GDPR

GDPR & Information Security Incident Management

Purpose

The purpose of this policy is to provide guidelines for dealing with any GDPR & Information Security incident or Threat.

Scope

This procedure applies to all Ecology Co-op employees, Contractors, consultants, and temporary staff.  It is to be invoked whenever there is an event which compromises the confidentiality, availability or integrity of any data or information whether Personal or Business

Responsibility

The responsibility for this procedure lies with the Managing Director, its day-to-day implementation is the responsibility of the Operations Manager / Management Team.

Related Documents

Ref: Incident report form

Ref: NCR CAP Spreadsheet

Procedure

Identification: Any such incident should be immediately reported to the Operations Manager, who will issue an Incident Report Form and log the incident on the Incident Report Log.

GDPR Identification: Any Personal data incident should be immediately reported to the Operations Manager and Managing Director, who will ensure the incident is raised as an NCR as per the file path above but in addition reported to the Information Commissioners Office if required under our obligations for GDPR.

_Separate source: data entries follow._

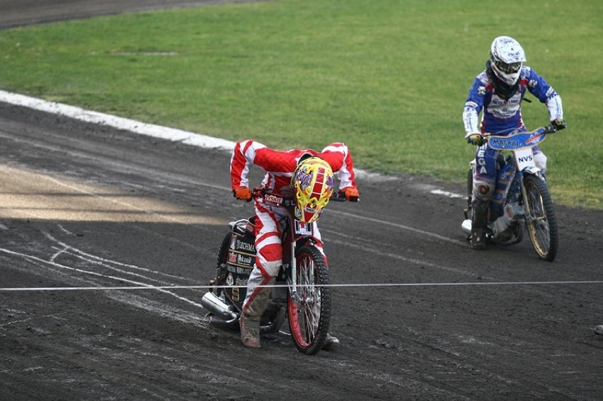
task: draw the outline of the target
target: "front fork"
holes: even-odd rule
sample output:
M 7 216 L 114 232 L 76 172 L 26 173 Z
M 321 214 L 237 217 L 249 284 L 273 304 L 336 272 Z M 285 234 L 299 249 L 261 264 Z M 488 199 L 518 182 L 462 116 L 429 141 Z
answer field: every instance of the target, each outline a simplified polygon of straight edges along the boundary
M 296 242 L 291 241 L 291 276 L 289 277 L 289 292 L 296 303 L 302 302 L 302 297 L 297 294 L 297 261 L 295 260 Z

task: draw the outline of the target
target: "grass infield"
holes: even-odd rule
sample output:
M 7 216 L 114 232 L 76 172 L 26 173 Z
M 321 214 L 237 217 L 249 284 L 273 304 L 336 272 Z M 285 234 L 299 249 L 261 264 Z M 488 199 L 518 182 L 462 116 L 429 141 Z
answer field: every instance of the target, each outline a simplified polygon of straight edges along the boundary
M 0 88 L 231 140 L 316 149 L 464 187 L 467 90 L 500 35 L 561 94 L 553 201 L 603 209 L 600 0 L 280 0 L 0 31 Z M 546 107 L 523 104 L 529 129 Z

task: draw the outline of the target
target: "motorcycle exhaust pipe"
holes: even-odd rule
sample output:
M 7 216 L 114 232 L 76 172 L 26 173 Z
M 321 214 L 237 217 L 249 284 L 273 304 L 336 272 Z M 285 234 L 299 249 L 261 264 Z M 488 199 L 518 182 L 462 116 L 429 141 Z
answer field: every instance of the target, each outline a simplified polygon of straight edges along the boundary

Information Security Identification: Any Information security incident should be immediately reported to the Operations Manager and Managing Director, who will ensure the incident is raised as an NCR as per the file path above and any investigatory authorities be informed as and when required. Please see below process flow for step-by-step instructions.

Response: The response, escalation and reporting of the incident will be discussed and determined by the Operations Manager / Management Team and IT Provider.

Recovery: Any recovery or corrective actions will be agreed and documented on the incident Report form, Log and NCR Spreadsheet as appropriate.

Post incident review

Preventive actions will be agreed and documented as part of the non-conformity process, the incident shall cross reference the NCR report.  All NCRs will be held open until all actions complete, then signed off by the Operations Manager.